Sadly, it seems that much of that renewal of faith has waned in the years that have followed. Healing has come with time, but so has indifference.

Isn’t it too bad that we don’t have more horrible tragedies to turn our hearts to god? Darned if Monson doesn’t feel some nostalgia for that time of national agony. What a ghoul.

Whether it is the best of times or the worst, He is with us. He has promised us that this will never change.

But we are less faithful than He is. By nature we are vain, frail, and foolish. We sometimes neglect God.

Then we’re even, because God was more than a little neglectful on that day. He failed to save the lives of 3,000 people, but left instead a steel cross. You know, just to let us know he’s there, thinking about us.

If you object to this, saying that ‘super-hero’ isn’t part of god’s job description, consider: What would you have done if you’d had the knowledge of what was about to happen that day, and the ability to do anything? Well, god had all that, and still failed to do what you — a normal human, with all your goods and bads — would have done. Why do people say that god is good?

Mormons talk interminably about what they call the ‘pride cycle’: People get prosperous and prideful, they forget god, then god (that sicko) burns them up in fires, buries their cities in earthquakes, or sinks them into the sea (and that was gentle Jesus, BTW). Then the people remember to grovel sufficiently before him, and he prospers them. Because it’s all about him.

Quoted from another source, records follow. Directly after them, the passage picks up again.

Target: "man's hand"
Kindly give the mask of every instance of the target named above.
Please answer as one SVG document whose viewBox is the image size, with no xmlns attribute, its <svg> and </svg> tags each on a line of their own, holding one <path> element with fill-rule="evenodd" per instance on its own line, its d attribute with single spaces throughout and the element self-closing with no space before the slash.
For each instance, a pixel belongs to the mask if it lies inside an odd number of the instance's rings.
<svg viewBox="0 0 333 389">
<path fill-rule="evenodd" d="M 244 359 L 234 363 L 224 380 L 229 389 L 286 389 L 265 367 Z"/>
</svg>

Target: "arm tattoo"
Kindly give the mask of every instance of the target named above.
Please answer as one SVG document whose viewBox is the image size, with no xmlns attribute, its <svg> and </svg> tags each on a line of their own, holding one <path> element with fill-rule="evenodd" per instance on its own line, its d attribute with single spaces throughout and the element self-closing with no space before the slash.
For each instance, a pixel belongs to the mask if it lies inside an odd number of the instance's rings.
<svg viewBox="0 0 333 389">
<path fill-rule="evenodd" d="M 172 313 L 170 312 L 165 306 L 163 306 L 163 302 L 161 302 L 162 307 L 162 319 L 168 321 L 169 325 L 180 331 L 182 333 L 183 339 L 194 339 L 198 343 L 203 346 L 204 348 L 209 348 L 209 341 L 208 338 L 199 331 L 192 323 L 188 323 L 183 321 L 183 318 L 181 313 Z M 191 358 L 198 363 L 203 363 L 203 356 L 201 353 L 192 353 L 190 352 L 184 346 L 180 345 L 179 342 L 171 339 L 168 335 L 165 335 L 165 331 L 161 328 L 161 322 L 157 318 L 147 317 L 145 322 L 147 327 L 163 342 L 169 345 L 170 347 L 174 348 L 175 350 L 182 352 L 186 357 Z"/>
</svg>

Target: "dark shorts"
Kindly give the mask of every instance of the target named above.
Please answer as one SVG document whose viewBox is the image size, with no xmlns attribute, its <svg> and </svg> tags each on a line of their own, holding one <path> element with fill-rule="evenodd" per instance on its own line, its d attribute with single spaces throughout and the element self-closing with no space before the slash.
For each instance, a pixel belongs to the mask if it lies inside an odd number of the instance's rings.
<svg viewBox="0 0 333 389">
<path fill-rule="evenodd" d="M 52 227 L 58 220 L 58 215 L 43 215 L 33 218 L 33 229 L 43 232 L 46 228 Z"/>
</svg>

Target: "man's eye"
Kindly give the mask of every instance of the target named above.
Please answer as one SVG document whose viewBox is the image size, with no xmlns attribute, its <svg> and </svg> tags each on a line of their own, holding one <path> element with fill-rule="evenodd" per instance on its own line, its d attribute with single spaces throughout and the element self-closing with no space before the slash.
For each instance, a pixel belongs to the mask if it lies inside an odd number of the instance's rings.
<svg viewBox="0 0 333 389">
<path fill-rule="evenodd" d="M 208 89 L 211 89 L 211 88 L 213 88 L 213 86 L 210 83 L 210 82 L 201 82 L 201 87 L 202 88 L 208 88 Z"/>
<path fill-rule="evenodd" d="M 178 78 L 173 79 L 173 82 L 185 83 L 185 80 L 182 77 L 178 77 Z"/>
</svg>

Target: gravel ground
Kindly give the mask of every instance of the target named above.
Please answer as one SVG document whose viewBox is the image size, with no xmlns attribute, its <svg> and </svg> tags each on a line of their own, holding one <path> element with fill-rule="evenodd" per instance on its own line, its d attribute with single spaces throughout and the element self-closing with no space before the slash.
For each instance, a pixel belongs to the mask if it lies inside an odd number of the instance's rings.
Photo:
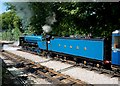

One could rewrite the narrative thus: Tragedies happen, and the feeling of vulnerability drives people into authoritarian religions. But life goes on, and people stop feeling frightened, at which point they abandon superstition, becoming secular or at least joining liberal churches. Until the next tragedy. Rinse, repeat.

Small wonder, then, that Monson is banging the drum for a more godly society. The vacuum cleaner salesman wants everyone to buy vacuum cleaners, and the god salesman… you get the picture. It’s just business.

I didn’t draw Mohammed — this time.

May 20th was ‘Everybody Draw Mohammed Day’, part 2. It went nearly unnoticed, what with all the excitement over God’s latest mistake.

I didn’t draw Mohammed this year. For one thing, I did it last year, and I didn’t think I could improve on it. But the main reason is that the conditions are a little different this year.

I don’t have a problem with blasphemy, mockery, or confrontation. I think these tools can be valid and justifiable responses in cases where believers are making threats of violence or unreasonable demands for complicity or respect. But I do make decisions as to when I’m going to use such tools.

Last year, Muslims were making unreasonable demands that non-Muslims obey the rules of their religion, and some individuals were making specific threats of violence against Molly Norris (originator of ‘Everybody Draw Mohammed Day’) and against the creators of South Park. Under these circumstances, I decided that it was appropriate to join a concerted effort in direct confrontation to these demands.

This year, though, the issue hasn’t been on my radar. If there have been any credible threats made, I haven’t heard of them. Good. That’s how I like it.

Maybe not much has changed since last year. Many Muslims are still hypersensitive to criticism — witness their attempts to influence the UN to outlaw criticism of Islam — and this needs to be addressed until they learn that their religious views are no more entitled to respect than anyone else’s. However, I’m content to let the cartoon issue rest until such time as believers — Muslim or otherwise — try to use coercion or threats to curtail freedom of expression. When they do, it will once again be time to protest with pen or keyboard.